In Der Sprachdienst, een blad van de Gesellschaft für deutsche Sprache (GfdS), vergelijkbaar met Onze Taal, staat in 1963 in een artikel over het Kölsj (Keulse dialect): "Deutlich erkennbar ist die französische Herkunft bei Mascherang. Hier ist vermutlich an das Wordt Masse nur die französische Endung angehängt worden. Die Mascherang ist eine unterschiedslose Menge von Leuten, verächtlich bedeutet es auch 'Gesindel, Sippschaft'." Die verklaring, Masse + Franse uitgang, klinkt ook niet erg aannemelijk. Let er trouwens op dat de schrijver Mascherang van geslacht laat veranderen. Ook in het Kölsj is het 'der Mascherang', mannelijk dus.

Dorren (zie afbeelding) zocht het in 1918 in zijn Valkenburgse woordenlijst nadrukkelijk in een andere richting. Hij vermoedt een verband met het Middelnederlandse 'maceraen' of 'masteluin', een mengsel van koren en tarwe.

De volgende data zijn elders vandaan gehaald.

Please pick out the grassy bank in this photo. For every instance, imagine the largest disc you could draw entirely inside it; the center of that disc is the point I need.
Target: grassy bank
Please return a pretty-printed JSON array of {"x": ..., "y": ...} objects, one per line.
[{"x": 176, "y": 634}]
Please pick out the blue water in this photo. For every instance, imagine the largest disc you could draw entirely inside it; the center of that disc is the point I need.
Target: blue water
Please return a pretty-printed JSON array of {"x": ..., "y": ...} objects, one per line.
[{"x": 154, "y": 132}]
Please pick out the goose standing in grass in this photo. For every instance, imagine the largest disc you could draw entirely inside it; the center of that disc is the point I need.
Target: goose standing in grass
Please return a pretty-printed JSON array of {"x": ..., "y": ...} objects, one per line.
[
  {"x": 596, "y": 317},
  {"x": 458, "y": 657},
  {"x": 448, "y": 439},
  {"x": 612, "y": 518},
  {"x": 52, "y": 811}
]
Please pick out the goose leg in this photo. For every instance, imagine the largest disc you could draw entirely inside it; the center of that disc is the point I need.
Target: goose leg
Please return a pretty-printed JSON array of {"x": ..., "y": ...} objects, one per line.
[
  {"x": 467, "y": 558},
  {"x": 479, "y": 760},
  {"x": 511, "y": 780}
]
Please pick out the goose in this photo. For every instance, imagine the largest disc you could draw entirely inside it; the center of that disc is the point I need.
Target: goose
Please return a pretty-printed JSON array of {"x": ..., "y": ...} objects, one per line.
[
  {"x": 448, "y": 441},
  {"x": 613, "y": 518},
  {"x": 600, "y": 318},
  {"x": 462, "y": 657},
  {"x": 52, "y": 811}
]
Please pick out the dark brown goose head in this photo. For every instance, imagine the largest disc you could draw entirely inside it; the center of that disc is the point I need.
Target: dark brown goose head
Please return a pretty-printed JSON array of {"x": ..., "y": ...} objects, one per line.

De Nijmeegse taalkundige H. van den Wijngaart borduurde in 1986 in het tijdschrift van de dialectvereniging Veldeke daarop voort. "Ook het Middelnederlands Woordenboek kent een lemma maceraen. Uit het in het artikel opgenomen citaat blijkt, dat het woord werd gebruikt voor een bepaalde korensoort, mogelijkerwijs bestaande uit graan waartussen zich masjeren of masjelen bevonden. De term 'masjelen', 'zwarte aren in het graan', kan daarnaast in het enkelvoud ook betekenen 'zwart smeersel', 'schoensmeer'. Het woord is ontstaan uit het Latijnse macula, dat 'vlek' of 'smet' betekent. Het werkwoord dat hiervan is afgeleid, masselen, 'zich bevlekken of vuilmaken', wordt in Zuid-Nederland nog gebruikt en het leeft ook als mascheln voort in bijvoorbeeld de dialecten van Aken en Eupen."

Hij houdt het erop dat het Limburgse mazjerang een afleiding is van het Middelnederlandse maceraen, dat zijn wortels weer vindt in het Latijnse macula. Als dat zo is, verdient Dorren postuum een pluim.